Спусковым механизмом был культ груди — текучего участка плоти, предназначенного, чтобы питать и созидать новую плоть. И была определенная грудь — очаровательная левая грудь Селестины, полная, вернее, наполненная, но не молоком, не железой, а жужжащим свирепым роем насекомых всевозможных видов и конфигураций. Да.

— Моя левая грудь — бурдюк с насекомыми. Не знаю, зачем она выросла, мне очень хотелось бы… отделить ее. А ты можешь потом ее съесть. Она ведь так тебе нравится.

Мы тогда приехали на Каннский кинофестиваль, нас пригласили в качестве членов жюри — тех двух его членов, которые не занимаются кино профессионально. За год до этого приглашали американского оперного певца и разработчика компьютерных игр. Уединившись на шикарной вилле, расположенной в горах, что окружают Канны, мы с девятью другими членами жюри, включая президента, сербского актера Драгана Штимаца, должны были не спеша и в самой произвольной форме рассуждать о современном кинематографе и обществе, поедая самые изысканные блюда и гуляя в самых пасторальных садах. А потом сесть вокруг грандиозного стола в шикарном зале и проголосовать за победителей в разных номинациях. Двадцать два фильма претендовало тогда на «Золотую пальмовую ветвь» и другие премии, весьма желанные и присуждаемые только после тщательного рассмотрения.

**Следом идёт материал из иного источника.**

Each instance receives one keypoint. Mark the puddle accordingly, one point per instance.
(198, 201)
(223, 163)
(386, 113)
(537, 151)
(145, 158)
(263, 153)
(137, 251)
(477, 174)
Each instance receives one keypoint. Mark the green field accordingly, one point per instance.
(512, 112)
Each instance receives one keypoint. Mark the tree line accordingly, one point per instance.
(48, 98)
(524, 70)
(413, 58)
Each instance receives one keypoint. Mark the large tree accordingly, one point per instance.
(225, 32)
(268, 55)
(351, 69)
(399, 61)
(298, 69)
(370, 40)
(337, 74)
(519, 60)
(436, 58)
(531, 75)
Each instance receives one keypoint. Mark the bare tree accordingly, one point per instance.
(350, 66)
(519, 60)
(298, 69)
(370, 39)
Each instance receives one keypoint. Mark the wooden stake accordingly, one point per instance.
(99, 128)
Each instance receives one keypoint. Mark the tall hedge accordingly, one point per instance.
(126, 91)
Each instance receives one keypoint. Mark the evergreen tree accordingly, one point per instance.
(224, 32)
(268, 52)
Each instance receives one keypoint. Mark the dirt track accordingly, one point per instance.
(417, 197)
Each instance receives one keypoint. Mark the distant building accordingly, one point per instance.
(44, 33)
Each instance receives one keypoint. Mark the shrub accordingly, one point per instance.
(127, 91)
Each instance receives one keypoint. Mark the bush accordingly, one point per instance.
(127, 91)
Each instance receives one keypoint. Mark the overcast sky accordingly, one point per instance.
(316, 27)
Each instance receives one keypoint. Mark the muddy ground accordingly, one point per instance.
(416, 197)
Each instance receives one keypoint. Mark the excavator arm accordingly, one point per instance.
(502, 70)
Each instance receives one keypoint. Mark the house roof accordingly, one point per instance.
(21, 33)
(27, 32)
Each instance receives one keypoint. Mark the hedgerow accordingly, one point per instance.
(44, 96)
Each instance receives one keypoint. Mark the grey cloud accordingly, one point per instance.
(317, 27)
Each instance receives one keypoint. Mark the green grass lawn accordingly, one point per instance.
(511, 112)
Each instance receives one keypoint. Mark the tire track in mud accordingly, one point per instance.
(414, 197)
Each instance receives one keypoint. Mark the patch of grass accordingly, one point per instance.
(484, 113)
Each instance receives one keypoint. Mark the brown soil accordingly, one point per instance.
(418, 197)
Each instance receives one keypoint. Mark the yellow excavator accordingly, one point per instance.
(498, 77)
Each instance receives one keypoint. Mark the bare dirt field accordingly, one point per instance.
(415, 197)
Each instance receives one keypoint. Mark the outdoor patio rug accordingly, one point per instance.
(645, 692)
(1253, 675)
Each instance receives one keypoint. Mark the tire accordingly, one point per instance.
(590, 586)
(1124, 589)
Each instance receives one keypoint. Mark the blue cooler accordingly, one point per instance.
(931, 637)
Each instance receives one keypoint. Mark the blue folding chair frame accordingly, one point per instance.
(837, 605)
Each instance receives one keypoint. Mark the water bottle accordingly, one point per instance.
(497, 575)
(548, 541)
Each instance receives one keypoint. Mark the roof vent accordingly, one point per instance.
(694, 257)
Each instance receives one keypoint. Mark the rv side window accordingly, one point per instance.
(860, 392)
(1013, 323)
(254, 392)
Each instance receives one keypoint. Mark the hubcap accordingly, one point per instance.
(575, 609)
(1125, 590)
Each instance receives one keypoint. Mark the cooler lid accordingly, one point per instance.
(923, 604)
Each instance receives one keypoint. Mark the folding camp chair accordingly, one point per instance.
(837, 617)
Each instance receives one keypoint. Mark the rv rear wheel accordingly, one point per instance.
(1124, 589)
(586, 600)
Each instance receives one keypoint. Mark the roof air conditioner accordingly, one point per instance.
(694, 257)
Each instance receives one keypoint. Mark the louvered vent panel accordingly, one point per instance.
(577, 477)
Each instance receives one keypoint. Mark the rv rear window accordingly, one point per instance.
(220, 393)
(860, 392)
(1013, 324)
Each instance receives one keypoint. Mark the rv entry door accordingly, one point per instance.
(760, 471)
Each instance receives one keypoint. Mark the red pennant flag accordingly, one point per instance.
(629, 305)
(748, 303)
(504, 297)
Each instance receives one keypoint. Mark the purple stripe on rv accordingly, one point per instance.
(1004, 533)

Говорили, что вилла принадлежит русской графине девяноста трех лет, бывшей красавице, которая скрывалась теперь где-то на территории, пряталась, не желая показываться на глаза, но трепеща от того, что возбуждение, сопровождавшее суд над искусством, наполнило ее комнаты. И вот однажды в помещении у входа в бассейн, помпезном до нелепости — в русском духе, в раздевалке, выложенной изразцами, достойными Эрмитажа, Селестина взяла мою голову, притянула к своей обнаженной левой груди и сказала дрожащим от ужаса голосом:

— Слушай!

Я слушал. И слышал учащенный стук ее сердца.

— Опять тахикардия, — сказал я. — Как ты думаешь, пройдет? Может, принять таблетки?

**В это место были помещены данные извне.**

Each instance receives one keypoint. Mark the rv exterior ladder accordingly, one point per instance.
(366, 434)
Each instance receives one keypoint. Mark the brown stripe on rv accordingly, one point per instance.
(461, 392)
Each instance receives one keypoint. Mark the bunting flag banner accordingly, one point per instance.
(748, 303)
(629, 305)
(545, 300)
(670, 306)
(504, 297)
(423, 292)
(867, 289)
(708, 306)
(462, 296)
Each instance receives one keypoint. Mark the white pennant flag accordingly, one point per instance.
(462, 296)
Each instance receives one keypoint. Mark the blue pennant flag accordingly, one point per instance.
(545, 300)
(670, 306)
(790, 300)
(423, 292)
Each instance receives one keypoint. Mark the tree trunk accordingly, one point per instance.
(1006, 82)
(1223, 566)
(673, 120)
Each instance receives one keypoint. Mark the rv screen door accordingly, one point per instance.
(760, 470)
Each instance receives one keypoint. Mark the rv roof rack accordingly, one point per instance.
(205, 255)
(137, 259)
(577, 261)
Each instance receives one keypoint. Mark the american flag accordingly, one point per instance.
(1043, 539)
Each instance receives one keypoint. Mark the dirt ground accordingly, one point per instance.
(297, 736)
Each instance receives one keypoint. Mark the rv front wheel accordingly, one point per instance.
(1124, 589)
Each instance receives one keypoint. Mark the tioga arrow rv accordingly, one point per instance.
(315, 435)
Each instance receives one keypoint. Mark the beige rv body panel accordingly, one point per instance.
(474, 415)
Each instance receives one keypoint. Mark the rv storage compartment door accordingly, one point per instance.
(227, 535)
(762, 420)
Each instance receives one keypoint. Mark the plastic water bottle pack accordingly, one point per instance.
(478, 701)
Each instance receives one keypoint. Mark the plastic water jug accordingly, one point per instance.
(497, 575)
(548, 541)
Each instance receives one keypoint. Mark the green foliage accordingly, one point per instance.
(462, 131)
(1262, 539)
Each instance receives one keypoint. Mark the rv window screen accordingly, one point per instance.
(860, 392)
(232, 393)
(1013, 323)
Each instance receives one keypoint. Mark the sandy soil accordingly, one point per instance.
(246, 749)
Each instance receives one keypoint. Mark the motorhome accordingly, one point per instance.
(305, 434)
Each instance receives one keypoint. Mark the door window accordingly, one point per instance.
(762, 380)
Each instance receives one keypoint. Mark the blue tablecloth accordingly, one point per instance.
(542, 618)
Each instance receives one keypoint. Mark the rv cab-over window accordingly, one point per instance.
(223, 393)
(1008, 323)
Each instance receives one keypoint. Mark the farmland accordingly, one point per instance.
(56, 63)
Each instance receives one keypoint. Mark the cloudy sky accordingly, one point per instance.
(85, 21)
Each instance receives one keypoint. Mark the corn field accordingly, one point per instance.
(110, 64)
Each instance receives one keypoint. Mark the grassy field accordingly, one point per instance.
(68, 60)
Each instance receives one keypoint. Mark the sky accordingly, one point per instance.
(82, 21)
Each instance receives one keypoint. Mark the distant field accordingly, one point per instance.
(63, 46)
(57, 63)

Страх изуродовал лицо Селестины, признаюсь, смотреть на нее было невыносимо, редко я видел ее лицо таким. Она сжала свою грудь, потрясла, словно мешок с вишнями.

— Энтомология. Бурдюк с насекомыми. Они там, прислушайся. Им хотелось бы выбраться наружу. Особенно перепончатокрылым. Они не любят закрытое пространство. Удивительно, конечно, ведь моя грудь все равно что осиное гнездо, и им должно бы быть там уютно.

Селестина давила, мяла грудь ладонями, тогда я осторожно взял ее за запястья и опустил ее руки к бедрам. Лицо Селестины разгладилось, она вздохнула и тихонько рассмеялась.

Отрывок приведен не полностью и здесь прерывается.